Bitcoin is a case in point. Originally developed by Satoshi Nakamoto (a pseudonym), Bitcoin is a peer-to-peer currency with no centralised authority, which allows money to move instantly, anywhere.
When it first started in 2009 the biggest transaction users could make was to buy a pizza, but the Bitcoin economy is now worth more than a billion dollars.
The Bitcoin price rose sharply after the recent announcement by Cyprus to impose a levy on Cypriot bank accounts and while some clearly see it as a legitimate channel, it is triggering alarm bells for many analysts.
Reuters finance blogger Felix Salmon is one of many who believe it is less a currency than “a highly-volatile commodity” and “a vehicle for financial speculation”.
But there are other players making inroads into this area who are going to lengths to distinguish themselves from this earlier model.
Ven, for example, is a currency used by members of Hub Culture to buy, share and trade knowledge, goods and services globally with anyone in the social network.
Unlike Bitcoin, which is anonymous and decentralised digital cash, Ven is a digital accounting system that is transparent, social and underpinned by market value.
But because its value is backed by a basket of currencies, commodities and carbon futures, the global strategic head of Hub Culture, Stan Stalnacker, believes it has a green edge.
Tribal currency
Stalnacker sees emerging currencies as part of a new ‘tribal economics’ and in a recent TED talk suggests the emerging new P2P monetary system could lead us to a more sustainable and healthy economic system.
Hub Culture was one of the earliest social media players, having emerged in 2002 even before LinkedIn (2003) or Facebook (2004).
The Ven currency first appeared in 2007 as an application in Facebook, but by 2008 was tradeable to anyone with an email address, making it the first global digital currency to move from an online social network into the real world.

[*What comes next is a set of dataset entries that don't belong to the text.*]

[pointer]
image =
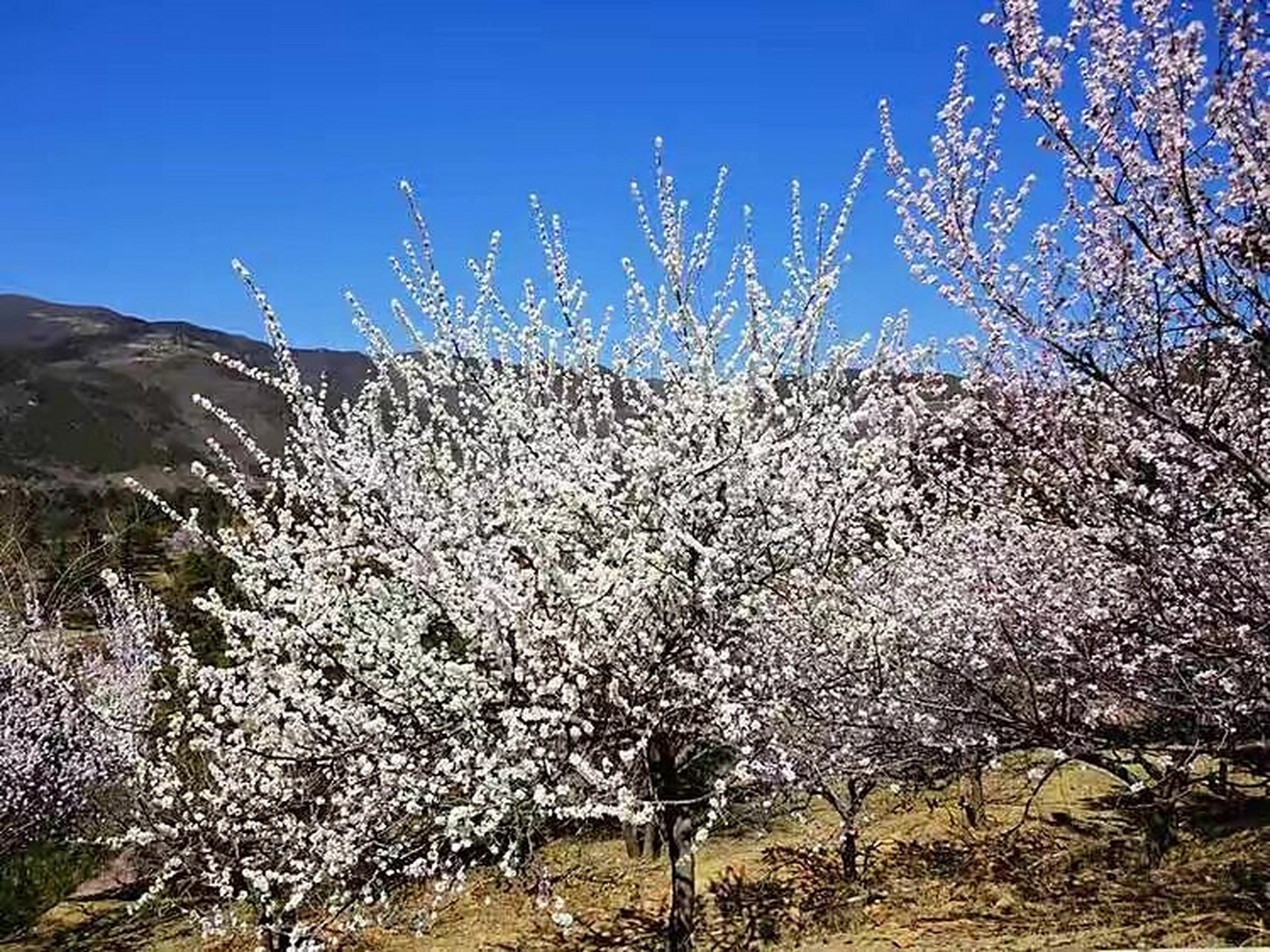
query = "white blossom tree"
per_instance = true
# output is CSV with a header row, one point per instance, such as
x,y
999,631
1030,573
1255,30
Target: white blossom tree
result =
x,y
527,576
75,710
1122,376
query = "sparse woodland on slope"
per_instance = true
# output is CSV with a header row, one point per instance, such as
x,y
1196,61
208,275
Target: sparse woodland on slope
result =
x,y
552,579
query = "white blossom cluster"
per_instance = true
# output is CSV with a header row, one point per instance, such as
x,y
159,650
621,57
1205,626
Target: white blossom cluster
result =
x,y
539,572
75,707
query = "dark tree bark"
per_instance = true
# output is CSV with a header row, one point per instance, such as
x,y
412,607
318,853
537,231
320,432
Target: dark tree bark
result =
x,y
669,790
973,803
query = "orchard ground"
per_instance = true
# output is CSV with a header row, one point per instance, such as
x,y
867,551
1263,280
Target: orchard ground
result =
x,y
1068,876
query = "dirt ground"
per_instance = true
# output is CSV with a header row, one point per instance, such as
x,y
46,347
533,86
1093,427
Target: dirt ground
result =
x,y
1069,876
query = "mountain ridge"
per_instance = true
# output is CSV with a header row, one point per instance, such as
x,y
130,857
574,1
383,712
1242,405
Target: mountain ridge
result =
x,y
89,396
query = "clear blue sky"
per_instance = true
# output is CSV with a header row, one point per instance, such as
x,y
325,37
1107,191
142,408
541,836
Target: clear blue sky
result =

Right now the currency can be used for micropayments on the web or at any of the Hub Culture Pavilions that have sprung up around the world. These community centres bridge the gap between the virtual and real worlds.
Stalnacker says Ven’s value is determined on the financial markets against other major currencies at floating exchange rates and believes that the investments in carbon offsets makes it a sustainable investment, a claim that users would need to verify.
Although clearly such innovations signal a change to the way we deal with money, the question remains as to whether they are in fact a paradigm shift or just a new take on one of the oldest human forms of exchange – bartering.
Is any of this really that new?
History also reminds us that community and complementary currencies have long been in existence.
Clearly, the issue of regulation remains a double-edged sword; with its potential both to slow innovation while also playing a vital role in protecting citizens globally from fraud and managing the implications of exchange on their economies.
But at a current total value of only $2 million, Ven is still flying below the radar in many respects, despite plans for growth, including the possibility of developing distributed manufacturing and building more social venues that bridge work-life worlds.
In fact, given the size of the global economy, none of the crypto-currencies is yet to make a truly disruptive dent.
As to what’s next, I think it’s fair to say there are very few people who believe they know enough to predict what will happen.